Oh, why hadn’t I eaten breakfast at the hotel, I chided myself, instead of downing those four extra-spicy Bloody Marys?
She leaned back in her swanky leather chair and brought her fingertips slowly together in front of her chin. She stared at me for a moment. 
She is very beautiful, my publisher, in a perfect, cold, sanitized kind of way. Myself, I find it eerie, rather than attractive. Like she’d just stepped out of a Vogue photo shoot or a movie set and was more Hollywood special effects than a real person. Not that I mind Hollywood special effects or beautiful women, certainly not, but she was just too perfect, in my opinion, to be completely, convincingly real, and without realness what have you got? 
Perhaps, with me, attraction is a matter of temperature as well, for she is a cool one, my publisher. 
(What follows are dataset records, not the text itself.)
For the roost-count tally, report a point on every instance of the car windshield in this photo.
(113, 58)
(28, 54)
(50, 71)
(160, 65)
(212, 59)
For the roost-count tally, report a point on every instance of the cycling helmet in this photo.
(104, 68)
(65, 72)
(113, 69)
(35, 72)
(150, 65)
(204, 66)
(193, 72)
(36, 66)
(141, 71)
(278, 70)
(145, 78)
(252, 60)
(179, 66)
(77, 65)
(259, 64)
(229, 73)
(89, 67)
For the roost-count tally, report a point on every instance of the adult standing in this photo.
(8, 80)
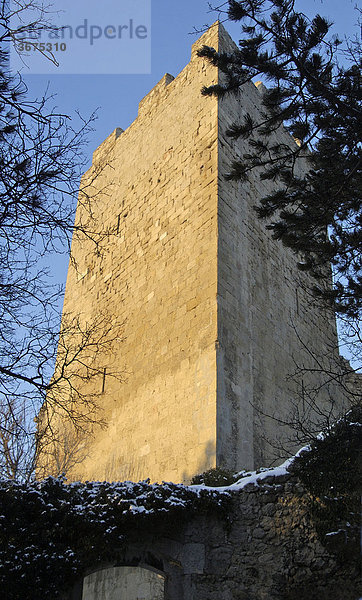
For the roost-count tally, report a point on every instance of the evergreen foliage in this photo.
(216, 477)
(315, 91)
(330, 470)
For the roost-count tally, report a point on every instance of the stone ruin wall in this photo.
(265, 548)
(210, 304)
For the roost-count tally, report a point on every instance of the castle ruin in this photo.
(217, 317)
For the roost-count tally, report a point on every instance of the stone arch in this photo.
(128, 582)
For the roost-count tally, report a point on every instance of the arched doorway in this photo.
(124, 583)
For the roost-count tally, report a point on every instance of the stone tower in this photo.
(216, 315)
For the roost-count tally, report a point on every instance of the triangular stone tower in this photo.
(216, 313)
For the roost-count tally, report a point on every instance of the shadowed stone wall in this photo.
(265, 548)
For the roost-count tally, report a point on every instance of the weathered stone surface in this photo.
(216, 313)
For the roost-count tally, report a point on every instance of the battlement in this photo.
(210, 301)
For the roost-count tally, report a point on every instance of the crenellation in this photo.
(207, 297)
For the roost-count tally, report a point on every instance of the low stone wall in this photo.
(264, 548)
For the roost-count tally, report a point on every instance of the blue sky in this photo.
(173, 23)
(172, 33)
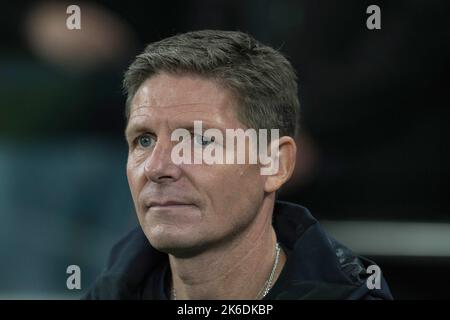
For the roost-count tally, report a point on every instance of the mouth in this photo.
(170, 204)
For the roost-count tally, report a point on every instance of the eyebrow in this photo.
(134, 129)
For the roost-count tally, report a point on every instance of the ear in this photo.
(286, 157)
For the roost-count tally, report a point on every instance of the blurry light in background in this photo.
(383, 238)
(104, 37)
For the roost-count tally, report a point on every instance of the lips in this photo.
(167, 204)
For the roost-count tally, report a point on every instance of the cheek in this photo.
(134, 177)
(230, 187)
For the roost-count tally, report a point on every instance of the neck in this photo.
(237, 269)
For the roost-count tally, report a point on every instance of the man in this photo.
(216, 231)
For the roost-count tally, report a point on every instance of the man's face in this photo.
(187, 207)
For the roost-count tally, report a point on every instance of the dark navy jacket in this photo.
(317, 266)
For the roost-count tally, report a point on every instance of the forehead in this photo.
(182, 99)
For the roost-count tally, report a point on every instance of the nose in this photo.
(159, 166)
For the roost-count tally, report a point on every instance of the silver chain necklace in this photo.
(267, 285)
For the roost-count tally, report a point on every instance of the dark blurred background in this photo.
(373, 162)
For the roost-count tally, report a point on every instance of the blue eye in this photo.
(202, 140)
(145, 141)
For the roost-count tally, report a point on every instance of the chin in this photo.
(173, 240)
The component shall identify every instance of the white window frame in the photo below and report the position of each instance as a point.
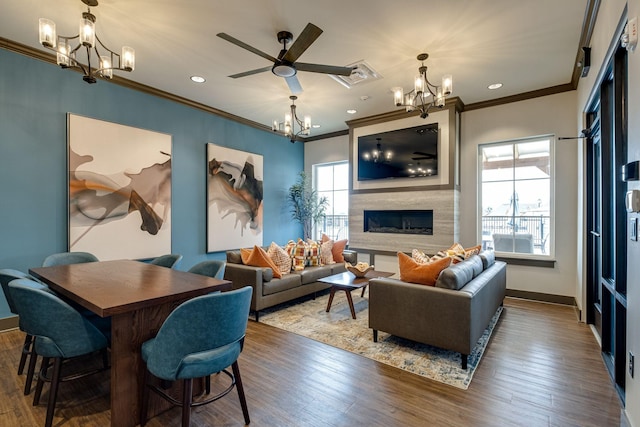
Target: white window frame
(552, 179)
(316, 231)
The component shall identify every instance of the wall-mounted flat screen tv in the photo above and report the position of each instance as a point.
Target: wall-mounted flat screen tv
(402, 153)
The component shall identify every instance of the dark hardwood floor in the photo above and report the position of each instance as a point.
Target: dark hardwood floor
(541, 368)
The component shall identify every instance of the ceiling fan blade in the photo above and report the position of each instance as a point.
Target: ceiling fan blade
(294, 85)
(326, 69)
(243, 45)
(251, 72)
(302, 43)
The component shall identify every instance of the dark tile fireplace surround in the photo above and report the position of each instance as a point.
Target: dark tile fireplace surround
(399, 221)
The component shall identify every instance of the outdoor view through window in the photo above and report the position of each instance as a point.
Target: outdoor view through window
(332, 182)
(515, 196)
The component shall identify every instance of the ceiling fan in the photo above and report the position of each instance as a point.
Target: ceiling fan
(285, 64)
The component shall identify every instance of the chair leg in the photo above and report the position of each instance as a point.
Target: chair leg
(187, 393)
(144, 401)
(243, 400)
(26, 350)
(53, 391)
(33, 359)
(43, 370)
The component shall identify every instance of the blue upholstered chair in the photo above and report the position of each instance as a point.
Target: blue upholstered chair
(60, 332)
(169, 260)
(6, 276)
(65, 258)
(202, 336)
(212, 268)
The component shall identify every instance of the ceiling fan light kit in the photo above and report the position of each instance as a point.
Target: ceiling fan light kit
(107, 61)
(424, 95)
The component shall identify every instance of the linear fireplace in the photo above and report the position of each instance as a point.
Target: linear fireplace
(399, 221)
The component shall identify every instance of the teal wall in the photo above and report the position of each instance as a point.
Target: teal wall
(34, 99)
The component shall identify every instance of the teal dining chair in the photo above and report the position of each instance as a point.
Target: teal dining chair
(212, 268)
(169, 260)
(65, 258)
(7, 275)
(202, 336)
(60, 333)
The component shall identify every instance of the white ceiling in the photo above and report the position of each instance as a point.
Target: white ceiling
(525, 44)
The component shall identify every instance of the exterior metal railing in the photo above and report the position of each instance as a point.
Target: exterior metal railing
(536, 225)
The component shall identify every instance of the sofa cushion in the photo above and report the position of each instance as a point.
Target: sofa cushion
(424, 274)
(488, 258)
(257, 257)
(288, 281)
(313, 274)
(280, 258)
(338, 247)
(458, 275)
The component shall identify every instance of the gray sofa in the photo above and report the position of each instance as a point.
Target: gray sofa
(452, 315)
(269, 291)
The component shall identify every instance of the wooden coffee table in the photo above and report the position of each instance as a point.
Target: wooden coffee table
(347, 282)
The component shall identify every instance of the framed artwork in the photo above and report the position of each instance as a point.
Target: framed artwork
(234, 199)
(119, 190)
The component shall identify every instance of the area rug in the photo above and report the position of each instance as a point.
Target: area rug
(338, 329)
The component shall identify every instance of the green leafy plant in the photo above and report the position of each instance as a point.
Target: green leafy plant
(306, 207)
Of course, the vision of her naked and covered in breakfast was triggered by hunger pains and my writer’s imagination exceeding the speed limit, nothing more. 
It happens all the time to us writers. 
You’d be surprised by who I’ve imagined naked and covered in food.
My publisher looked at me a minute longer with her perfect blue-gray eyes, which were slightly out of focus as if lost in thought. She seemed to make up her mind about something. Then she allowed herself to display a very self-satisfied Cheshire cat kind of smile.
“Have some more coffee,” she urged sweetly, “it’s fresh from the cafeteria.”